Carla Fracci, the Italian queen of dance, has died

Carla Fracci, the Italian queen of dance, has died

Carla Fracci

The New York Times called her "the absolute prima ballerina". Eugenio Montale dedicated “The tired dancer” to her. She has performed in the most prestigious theaters in the world but also in the most popular occasions to bring the general public closer to her art

(Photo: Getty Images) Carla Fracci died today, May 27, at the age of 84 years old, in her home in Milan. Among the most famous and talented dancers in the world, she had long been afflicted by a tumor in respect of which she had kept the strictest confidentiality of her.
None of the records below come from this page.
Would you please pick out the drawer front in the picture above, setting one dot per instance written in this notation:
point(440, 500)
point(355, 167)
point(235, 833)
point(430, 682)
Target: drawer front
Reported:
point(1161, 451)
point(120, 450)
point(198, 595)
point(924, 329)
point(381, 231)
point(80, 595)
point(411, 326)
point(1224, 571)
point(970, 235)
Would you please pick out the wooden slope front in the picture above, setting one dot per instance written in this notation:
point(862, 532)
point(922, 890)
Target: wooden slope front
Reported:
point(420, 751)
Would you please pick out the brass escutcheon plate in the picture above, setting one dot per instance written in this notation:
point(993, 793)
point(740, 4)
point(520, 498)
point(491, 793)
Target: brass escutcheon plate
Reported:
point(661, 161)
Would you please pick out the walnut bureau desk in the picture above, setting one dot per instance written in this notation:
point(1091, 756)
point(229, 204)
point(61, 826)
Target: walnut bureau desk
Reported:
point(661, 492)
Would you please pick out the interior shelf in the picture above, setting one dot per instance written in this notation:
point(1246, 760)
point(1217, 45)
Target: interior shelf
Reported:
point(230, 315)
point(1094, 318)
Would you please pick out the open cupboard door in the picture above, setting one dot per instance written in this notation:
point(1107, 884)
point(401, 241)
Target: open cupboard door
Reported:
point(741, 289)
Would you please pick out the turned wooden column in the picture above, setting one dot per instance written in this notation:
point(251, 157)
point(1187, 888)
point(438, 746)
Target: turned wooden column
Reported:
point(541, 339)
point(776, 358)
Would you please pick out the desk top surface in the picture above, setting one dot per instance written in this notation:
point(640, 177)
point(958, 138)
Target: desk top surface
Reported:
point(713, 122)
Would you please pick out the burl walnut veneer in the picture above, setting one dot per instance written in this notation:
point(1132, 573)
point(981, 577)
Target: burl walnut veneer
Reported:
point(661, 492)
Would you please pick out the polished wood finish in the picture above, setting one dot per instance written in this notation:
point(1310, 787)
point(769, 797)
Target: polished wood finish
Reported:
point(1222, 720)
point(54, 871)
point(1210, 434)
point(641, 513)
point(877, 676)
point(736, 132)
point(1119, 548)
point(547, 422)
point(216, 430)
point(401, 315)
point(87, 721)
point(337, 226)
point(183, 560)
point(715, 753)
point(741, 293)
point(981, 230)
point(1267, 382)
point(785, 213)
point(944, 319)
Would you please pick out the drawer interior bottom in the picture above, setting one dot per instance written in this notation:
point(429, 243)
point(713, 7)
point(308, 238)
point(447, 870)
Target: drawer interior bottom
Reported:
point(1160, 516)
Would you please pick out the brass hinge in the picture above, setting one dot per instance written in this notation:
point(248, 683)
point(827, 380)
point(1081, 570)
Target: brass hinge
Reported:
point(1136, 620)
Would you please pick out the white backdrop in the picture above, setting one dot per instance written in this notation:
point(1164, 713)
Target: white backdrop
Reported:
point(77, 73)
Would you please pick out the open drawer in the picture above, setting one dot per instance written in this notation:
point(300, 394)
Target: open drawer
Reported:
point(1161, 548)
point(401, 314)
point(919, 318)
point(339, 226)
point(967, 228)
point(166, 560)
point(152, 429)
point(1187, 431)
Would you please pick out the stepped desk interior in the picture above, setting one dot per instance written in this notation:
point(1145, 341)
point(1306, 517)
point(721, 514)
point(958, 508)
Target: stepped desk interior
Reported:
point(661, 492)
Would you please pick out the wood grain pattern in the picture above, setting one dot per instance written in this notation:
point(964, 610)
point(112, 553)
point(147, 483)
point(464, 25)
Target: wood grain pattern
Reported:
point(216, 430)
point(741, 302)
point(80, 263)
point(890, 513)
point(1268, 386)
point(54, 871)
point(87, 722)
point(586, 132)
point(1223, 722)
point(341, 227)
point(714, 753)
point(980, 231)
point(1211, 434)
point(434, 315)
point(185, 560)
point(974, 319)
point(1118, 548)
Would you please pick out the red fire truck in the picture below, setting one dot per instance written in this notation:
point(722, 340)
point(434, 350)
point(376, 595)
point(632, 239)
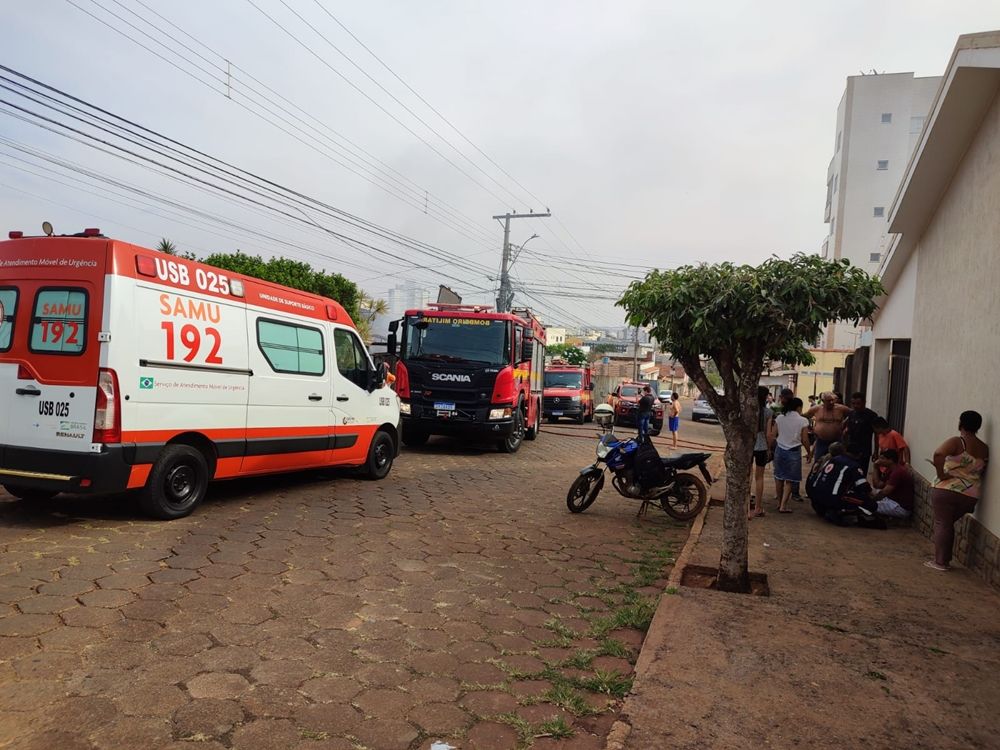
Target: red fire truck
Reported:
point(467, 370)
point(568, 392)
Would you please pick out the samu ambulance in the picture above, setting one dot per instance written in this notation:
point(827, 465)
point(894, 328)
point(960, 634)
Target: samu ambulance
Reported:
point(125, 368)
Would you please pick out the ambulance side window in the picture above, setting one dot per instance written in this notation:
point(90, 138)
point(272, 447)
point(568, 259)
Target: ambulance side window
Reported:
point(351, 358)
point(8, 306)
point(291, 348)
point(59, 323)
Born in Milan on August 20, 1936 with the name of Carolina from a family of humble origins, her talent was precocious and very clear, so much so that, after the Second World War, it was the friends of the recreational club where her father worked who pushed her family to support her in the audition at La Scala. After passing the exam and after a first period of difficulty due to the rigid and severe environment that surrounded her, Carla Fracci began to forge the stages of a very bright career: studies with Margot Fonteyn and Vera Volkova, graduating in 1954, solo dancer two years later and, finally, prima ballerina in 1958 just twenty-two.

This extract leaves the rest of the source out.